Trying to figure out if there is a way to do this without zfs sending a ton of data. I have:

  • s/test1, inside it are folders:
    • folder1
    • folder2

I have this pool backed up remotely by sending snapshots.

I’d like to split this up into:

  • s/test1, inside is folder:
    • folder1
  • s/test2, inside is folder:
    • folder2

I’m trying to figure out if there is some combination of clone and promote that would limit the amount of data needed to be sent over the network.

Or maybe there is some record/replay method I could do on snapshots that I’m not aware of.

Thoughts?

  • tvcvt@lemmy.ml
    link
    fedilink
    arrow-up
    3
    ·
    10 days ago

    I can’t think of a way off hand to match your scenario, but Ive heard ideas suggested that come close. This is exactly the type of question you should ask at practicalzfs.com.

    If you don’t know it, that’s Jim Salter’s forum (author of sanoid and syncoid) and there are some sharp ZFS experts hanging out there.

  • ReversalHatchery@beehaw.org
    link
    fedilink
    English
    arrow-up
    1
    ·
    edit-2
    10 days ago

    what is your goal with this?

    do you still want to keep all the data in a single pool?
    if so, you could make datasets in the pool, and move the top directories into the datasets. datasets are basically dirs that can have special settings on how they are handled

    ninja edit: now that I think about it, moving across datasets probably makes that data to be resent.
    it would be easier to give advice by knowing why do you want to do this

    • fmstrat@lemmy.nowsci.comOP
      link
      fedilink
      English
      arrow-up
      1
      ·
      9 days ago

      Yea your edit is the problem unfortunately. Moving across datasets would incur disk reads/writes and sending of terabytes of data.

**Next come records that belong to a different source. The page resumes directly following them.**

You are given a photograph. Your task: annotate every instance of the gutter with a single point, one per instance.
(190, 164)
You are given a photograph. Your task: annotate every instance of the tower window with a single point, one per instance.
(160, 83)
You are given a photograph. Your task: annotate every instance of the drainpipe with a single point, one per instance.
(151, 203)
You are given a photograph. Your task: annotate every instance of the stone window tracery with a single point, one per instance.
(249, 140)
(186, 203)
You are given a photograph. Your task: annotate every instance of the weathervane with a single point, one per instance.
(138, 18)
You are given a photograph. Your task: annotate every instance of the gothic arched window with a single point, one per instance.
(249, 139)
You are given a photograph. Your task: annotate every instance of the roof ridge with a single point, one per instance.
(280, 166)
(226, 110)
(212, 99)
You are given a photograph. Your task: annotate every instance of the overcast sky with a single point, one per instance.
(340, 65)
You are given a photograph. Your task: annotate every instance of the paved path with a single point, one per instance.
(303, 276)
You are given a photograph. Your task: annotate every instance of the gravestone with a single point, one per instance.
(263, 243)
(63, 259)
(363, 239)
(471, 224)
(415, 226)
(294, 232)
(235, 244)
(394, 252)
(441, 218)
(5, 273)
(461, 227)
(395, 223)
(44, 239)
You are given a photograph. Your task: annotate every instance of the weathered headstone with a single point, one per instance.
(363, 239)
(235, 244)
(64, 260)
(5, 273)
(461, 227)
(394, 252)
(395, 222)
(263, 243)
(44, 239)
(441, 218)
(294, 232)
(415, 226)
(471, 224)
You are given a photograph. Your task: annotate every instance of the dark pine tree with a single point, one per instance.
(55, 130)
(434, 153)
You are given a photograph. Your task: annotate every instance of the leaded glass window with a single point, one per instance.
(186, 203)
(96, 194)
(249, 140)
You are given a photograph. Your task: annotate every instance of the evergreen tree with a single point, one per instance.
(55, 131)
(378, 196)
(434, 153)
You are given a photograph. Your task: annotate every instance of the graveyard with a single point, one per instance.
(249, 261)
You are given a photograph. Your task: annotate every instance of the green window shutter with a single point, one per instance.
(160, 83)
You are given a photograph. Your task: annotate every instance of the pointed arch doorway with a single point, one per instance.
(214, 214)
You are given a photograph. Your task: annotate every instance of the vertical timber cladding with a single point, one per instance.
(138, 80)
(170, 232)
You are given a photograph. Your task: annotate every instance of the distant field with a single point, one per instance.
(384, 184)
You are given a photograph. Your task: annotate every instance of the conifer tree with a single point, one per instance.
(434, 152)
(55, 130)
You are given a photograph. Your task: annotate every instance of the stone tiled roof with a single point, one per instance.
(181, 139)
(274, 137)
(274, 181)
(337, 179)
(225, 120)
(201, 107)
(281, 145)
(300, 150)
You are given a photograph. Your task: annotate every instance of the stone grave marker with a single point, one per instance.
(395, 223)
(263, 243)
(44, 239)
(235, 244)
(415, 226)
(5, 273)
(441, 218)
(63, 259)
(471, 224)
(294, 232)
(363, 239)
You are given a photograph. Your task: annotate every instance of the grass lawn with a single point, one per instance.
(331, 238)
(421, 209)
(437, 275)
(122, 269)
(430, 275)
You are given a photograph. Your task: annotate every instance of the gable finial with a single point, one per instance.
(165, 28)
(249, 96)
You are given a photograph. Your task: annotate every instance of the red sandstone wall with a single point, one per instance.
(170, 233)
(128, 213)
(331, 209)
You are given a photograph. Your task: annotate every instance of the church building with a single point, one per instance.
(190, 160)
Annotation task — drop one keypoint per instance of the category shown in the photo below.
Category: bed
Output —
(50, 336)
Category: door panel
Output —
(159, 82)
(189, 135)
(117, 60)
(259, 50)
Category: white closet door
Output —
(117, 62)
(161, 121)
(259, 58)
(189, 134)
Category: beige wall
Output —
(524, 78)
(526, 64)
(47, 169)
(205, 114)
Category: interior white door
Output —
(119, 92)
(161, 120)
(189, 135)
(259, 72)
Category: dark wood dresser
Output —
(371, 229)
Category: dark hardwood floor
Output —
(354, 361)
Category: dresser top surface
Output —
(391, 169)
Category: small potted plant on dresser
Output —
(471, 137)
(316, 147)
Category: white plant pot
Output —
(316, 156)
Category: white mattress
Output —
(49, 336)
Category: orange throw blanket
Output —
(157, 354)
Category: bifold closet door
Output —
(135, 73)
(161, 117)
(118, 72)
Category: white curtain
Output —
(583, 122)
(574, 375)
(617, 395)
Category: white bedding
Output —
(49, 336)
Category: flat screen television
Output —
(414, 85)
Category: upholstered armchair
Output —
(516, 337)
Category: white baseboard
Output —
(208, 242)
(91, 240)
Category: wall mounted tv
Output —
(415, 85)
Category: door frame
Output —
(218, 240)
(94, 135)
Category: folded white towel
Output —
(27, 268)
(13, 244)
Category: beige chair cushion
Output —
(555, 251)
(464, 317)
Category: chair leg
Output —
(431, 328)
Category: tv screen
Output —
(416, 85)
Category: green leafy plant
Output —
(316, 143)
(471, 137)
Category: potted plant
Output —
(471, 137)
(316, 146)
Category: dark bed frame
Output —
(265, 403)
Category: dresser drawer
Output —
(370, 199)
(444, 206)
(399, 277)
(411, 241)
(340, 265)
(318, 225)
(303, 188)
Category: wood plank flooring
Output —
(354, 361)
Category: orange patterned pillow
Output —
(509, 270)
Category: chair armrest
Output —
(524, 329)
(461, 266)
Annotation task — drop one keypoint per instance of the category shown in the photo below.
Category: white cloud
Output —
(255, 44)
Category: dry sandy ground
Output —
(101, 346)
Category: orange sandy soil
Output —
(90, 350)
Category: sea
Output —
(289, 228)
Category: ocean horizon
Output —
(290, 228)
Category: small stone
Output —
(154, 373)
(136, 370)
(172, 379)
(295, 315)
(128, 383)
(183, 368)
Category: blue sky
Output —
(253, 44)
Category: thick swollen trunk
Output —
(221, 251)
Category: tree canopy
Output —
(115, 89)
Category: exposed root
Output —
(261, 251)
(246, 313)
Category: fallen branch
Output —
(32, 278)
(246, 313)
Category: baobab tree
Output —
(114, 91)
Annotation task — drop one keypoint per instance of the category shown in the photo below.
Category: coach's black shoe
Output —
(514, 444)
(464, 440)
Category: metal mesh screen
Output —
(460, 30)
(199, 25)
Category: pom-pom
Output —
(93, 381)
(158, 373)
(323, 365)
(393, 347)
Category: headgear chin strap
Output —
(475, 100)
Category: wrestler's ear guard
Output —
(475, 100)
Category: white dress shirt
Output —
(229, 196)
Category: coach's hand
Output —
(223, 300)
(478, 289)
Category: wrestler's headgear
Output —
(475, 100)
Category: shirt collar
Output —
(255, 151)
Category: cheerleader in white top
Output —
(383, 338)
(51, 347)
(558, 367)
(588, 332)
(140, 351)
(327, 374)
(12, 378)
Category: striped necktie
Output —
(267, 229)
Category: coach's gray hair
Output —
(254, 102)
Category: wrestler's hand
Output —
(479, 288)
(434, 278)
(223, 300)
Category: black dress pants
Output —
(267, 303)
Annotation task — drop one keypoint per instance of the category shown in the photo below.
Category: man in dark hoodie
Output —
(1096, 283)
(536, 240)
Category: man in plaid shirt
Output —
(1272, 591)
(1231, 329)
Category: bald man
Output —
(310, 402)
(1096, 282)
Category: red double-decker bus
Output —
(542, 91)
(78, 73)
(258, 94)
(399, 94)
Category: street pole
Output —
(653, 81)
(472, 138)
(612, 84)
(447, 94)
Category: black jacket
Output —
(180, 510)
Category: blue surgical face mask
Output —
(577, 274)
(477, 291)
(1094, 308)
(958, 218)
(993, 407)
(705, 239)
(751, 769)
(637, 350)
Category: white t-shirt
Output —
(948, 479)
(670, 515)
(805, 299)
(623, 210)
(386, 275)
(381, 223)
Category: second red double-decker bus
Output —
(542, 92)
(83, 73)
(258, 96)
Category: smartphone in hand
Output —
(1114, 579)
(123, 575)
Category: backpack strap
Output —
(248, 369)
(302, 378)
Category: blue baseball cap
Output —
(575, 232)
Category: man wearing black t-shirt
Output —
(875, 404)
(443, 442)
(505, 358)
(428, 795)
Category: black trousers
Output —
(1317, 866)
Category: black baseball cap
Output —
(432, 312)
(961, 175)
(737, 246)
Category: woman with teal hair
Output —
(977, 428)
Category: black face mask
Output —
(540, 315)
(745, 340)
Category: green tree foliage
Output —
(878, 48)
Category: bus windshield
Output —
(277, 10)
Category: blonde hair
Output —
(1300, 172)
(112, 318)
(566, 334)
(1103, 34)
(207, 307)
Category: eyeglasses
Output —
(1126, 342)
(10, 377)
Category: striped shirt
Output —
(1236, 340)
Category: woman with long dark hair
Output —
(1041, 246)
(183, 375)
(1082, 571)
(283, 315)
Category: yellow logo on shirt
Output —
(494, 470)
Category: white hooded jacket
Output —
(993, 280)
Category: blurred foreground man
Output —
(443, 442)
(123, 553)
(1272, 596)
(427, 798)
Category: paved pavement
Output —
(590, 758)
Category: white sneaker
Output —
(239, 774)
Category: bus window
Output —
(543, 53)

      The goal in separating them out is because I want to be able to independently zfs send folder 1 somewhere without including folder 2. Poor choice of dataset layout when I built the array.

      • ReversalHatchery@beehaw.org
        link
        fedilink
        English
        arrow-up
        1
        ·
        8 days ago

        hmm I see. and why do you want that? balancing storage usage between backup sites? one of them is too little for the whole pool?

        for now I don’t have a better idea, sorry. maybe this is the second best time to think up a structure for the datasets, and move everything into it.
        but if the reason is the latter, one backup site cant hold the whole pool, you may need to reorganize it again in the future. and that’s not an easy thing, because now you’ll have the same data (files of the same category) scattered around the FS tree even locally. maybe you could ease that with something like mergerfs, and having it write each file to the dataset with lower storage usage.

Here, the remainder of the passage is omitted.